The Unification Epicenter of True Lightworkers
The HIGGS BOSON is a massive scalar elementary particle predicted to exist by the Standard Model in particle physics. At present there are no other known fundamental scalar particles in nature.
The Higgs boson is the only Standard Model particle that has not been observed. Experimental detection of the Higgs boson would help explain the origin of mass in the universe.
The Higgs boson would explain the difference between the massless photon, which mediates electromagnetism, and the massive W and Z bosons, which mediate the weak force. If the Higgs boson exists, it is an integral and pervasive component of the material world.

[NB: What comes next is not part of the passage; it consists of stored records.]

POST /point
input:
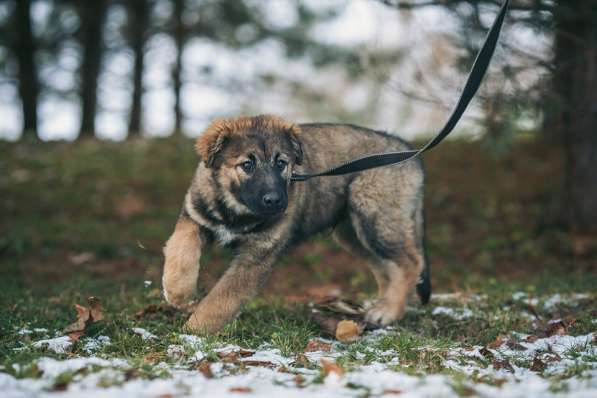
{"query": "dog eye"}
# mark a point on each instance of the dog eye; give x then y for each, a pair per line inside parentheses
(281, 164)
(248, 166)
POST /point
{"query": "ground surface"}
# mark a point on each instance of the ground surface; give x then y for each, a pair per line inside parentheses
(90, 220)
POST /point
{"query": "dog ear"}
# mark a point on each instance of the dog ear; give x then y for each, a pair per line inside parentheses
(211, 141)
(297, 147)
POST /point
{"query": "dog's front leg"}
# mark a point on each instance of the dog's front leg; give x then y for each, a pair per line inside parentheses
(181, 266)
(239, 284)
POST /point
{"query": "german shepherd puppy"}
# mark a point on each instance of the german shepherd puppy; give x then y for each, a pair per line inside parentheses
(241, 196)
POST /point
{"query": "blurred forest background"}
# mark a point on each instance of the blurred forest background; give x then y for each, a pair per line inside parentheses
(515, 193)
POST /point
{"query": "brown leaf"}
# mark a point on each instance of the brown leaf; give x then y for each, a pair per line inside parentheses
(241, 389)
(531, 338)
(96, 311)
(316, 345)
(497, 343)
(152, 311)
(205, 368)
(342, 307)
(348, 331)
(331, 367)
(538, 365)
(85, 316)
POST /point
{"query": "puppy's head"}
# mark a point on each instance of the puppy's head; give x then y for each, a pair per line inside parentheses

The Large Hadron Collider (LHC) at CERN, which became operational on November 20, 2009, is expected to provide experimental evidence of the existence or non-existence of the Higgs boson. Experiments at Fermilab also continue previous attempts at detection, albeit hindered by the lower energy of the Fermilab Tevatron accelerator.

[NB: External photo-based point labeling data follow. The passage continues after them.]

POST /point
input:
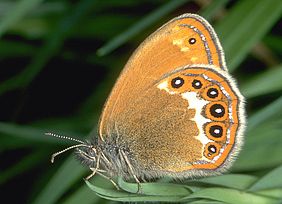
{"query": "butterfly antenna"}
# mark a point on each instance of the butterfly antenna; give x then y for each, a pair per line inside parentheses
(67, 149)
(64, 137)
(82, 144)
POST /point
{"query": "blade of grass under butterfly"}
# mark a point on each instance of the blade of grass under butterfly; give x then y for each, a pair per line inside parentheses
(262, 148)
(212, 8)
(83, 193)
(65, 177)
(231, 196)
(26, 163)
(156, 189)
(270, 181)
(139, 26)
(275, 193)
(20, 9)
(269, 81)
(245, 25)
(49, 49)
(123, 196)
(237, 181)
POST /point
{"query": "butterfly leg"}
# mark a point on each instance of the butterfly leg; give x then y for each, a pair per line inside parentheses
(131, 170)
(94, 170)
(109, 178)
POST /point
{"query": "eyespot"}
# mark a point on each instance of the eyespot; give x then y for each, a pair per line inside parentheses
(217, 110)
(177, 82)
(211, 150)
(212, 93)
(197, 84)
(216, 131)
(192, 41)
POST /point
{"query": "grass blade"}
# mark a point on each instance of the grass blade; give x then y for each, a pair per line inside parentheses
(138, 27)
(231, 196)
(21, 9)
(271, 180)
(49, 49)
(66, 176)
(244, 26)
(251, 88)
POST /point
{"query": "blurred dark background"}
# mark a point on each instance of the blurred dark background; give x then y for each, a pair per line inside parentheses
(59, 60)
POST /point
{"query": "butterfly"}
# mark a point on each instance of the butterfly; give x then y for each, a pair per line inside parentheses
(174, 111)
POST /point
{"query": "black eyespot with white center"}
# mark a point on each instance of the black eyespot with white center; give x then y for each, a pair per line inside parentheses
(192, 41)
(217, 110)
(212, 149)
(216, 131)
(177, 82)
(212, 93)
(197, 84)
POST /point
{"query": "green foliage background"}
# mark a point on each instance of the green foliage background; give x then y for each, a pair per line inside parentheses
(58, 62)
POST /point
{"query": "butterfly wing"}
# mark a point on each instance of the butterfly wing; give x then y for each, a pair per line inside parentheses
(185, 40)
(188, 124)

It has been reported that Fermilab physicists suggest that the odds of Tevatron detecting the Higgs boson are between 50% and 96%, depending on its mass.
The Higgs mechanism, which gives mass to vector bosons, was theorized in 1964 by François Englert and Robert Brout ("boson scalaire"); in October of the same year by Peter Higgs, working from the ideas of Philip Anderson; and independently by Gerald Guralnik, C. R. Hagen, and Tom Kibble,who worked out the results by the spring of 1963.

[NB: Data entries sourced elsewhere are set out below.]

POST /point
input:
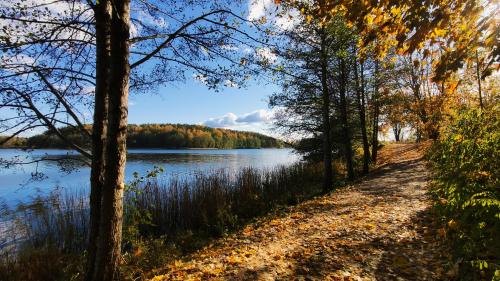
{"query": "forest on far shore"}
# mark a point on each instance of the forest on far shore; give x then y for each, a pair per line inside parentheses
(158, 136)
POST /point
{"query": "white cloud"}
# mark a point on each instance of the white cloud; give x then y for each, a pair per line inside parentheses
(258, 8)
(257, 118)
(230, 84)
(266, 55)
(202, 78)
(283, 19)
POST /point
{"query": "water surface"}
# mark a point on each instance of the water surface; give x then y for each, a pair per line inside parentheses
(17, 183)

The three papers written on this discovery by Guralnik, Hagen, Kibble, Higgs, Brout, and Englert were each recognized as milestone papers during Physical Review Letters 50th anniversary celebration. While each of these famous papers took similar approaches, the contributions and differences between the 1964 PRL Symmetry Breaking papers is noteworthy.
These six physicists were also awarded the 2010 J. J. Sakurai Prize for Theoretical Particle Physics for this work. Steven Weinberg and Abdus Salam were the first to apply the Higgs mechanism to the electroweak symmetry breaking. The electroweak theory predicts a neutral particle whose mass is not far from that of the W and Z bosons.